Bu gerçekten hafife alınacak bir hadise değil.
***
Türkiye’nin Suriye sorununa bulaştığı için bu çatışmanın ortasında kaldığını düşünenler; Suriye sorununun Türkiye olmaksızın nasıl bir seyir izleyeceğini herhalde hiç hesaba katmıyorlar. Dünün alışkanlıklarıyla Ankara’nın evinde oturmasını ve etrafındaki gelişmelere gözünü kapamasını isteyenler, eninde sonunda etrafımızdaki bu yangının bizi gelip kalbimizden vuracağını akıllarına bile getirmiyorlar.
Türkiye amaçsız bir oyunun ya da birilerinin iddia ettiği gibi emperyal bir şehvetin girdabında değil, aksine neredeyse tüm İslam coğrafyasını kuşatan değişimin ve ortaya çıkan istikrarsız durumun kendisini çembere almasına izin vermemek için çabalıyor. Başka bir ifadeyle savunma hattını Ankara’da ya da Diyarbakır’da değil; Halep’de, Erbil’de ve Kerkük’de kurmaya çalışıyor.
PKK başta olmak üzere, uluslararası şebekelerin uzantısı olan bütün örgütler bu güce ve yükselişe darbe vurmanın taşeronluğunu yapıyorlar. Artık hiç kimse, ama hiç kimse PKK’nın Kürtler adına bir hak ve özgürlük mücadelesi içinde olduğunu iddia edemez. Bu bir cinayet şebekesidir, bölgesel aktörlerin oyuncağıdır ve küresel hesapların gönüllü tetikçisidir. Dolayısıyla hükümeti ya da daha geniş anlamda Türkiye’yi, öncelikle Kürt Sorununu çözmeye davet edenler, kısmen haklı olsalar da, bu gerçekle yüzleşmek zorundalar.
PKK Kürt meselesinin, en azından taraflarından biri olma özelliğini bölgesel hesaplara peşkeş çekmiştir.
***
Böyle bir tabloda, CHP’nin hala Oslo görüşmeleri üzerinden hesap yapması gerçekten akıl alır gibi değil.

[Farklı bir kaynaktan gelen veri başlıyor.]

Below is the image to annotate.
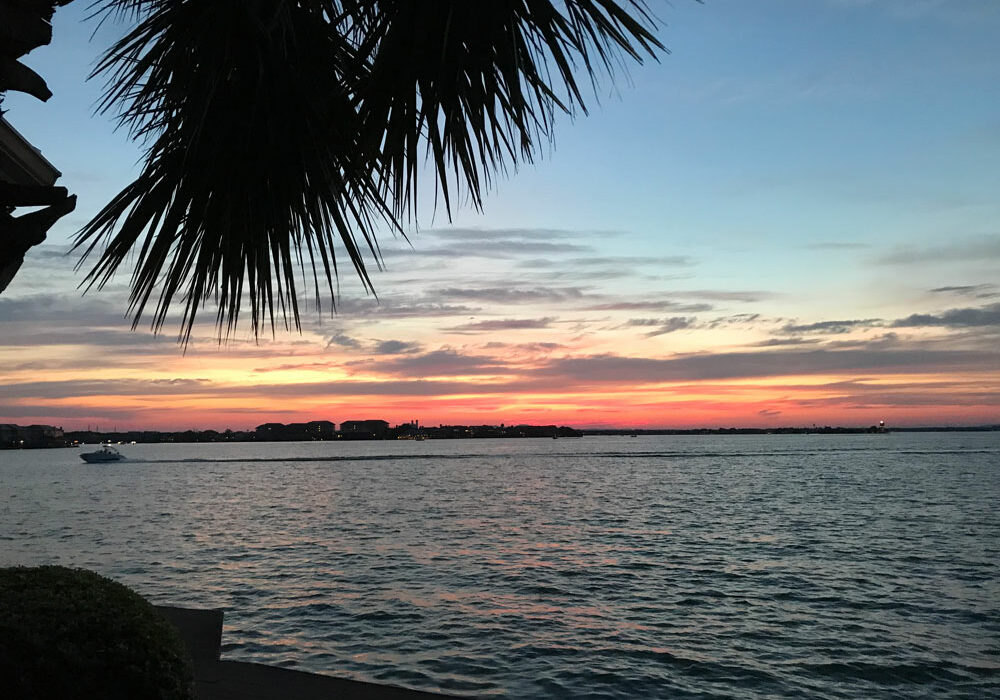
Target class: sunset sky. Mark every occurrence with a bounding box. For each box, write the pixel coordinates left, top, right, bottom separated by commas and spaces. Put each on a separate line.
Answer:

Ama dün de ifade ettiğim gibi uluslararası bazı hesaplarla şaşırtıcı bir uyum içinde.
Türkiye, dünyanın adeta yeniden tasarlandığı bir dönemde ayakta kalma savaşı veriyor. CHP bunun ne kadar farkında bilinmez.
Ancak yeniden yükselişe geçtiğini düşündüğü neocon güçlerle flört ederek kendisine iktidar araması, özellikle de böyle bir dönemde affedilir gibi değil. Buradan CHP’ye de, ona Oslo servisi yapanlara da iktidar çıkmaz.
Bunu bile bile ucuz muhalefet hesaplarına girişmek, Eylül ayının kara listesine yazılacak kadar kötü ne yazık ki.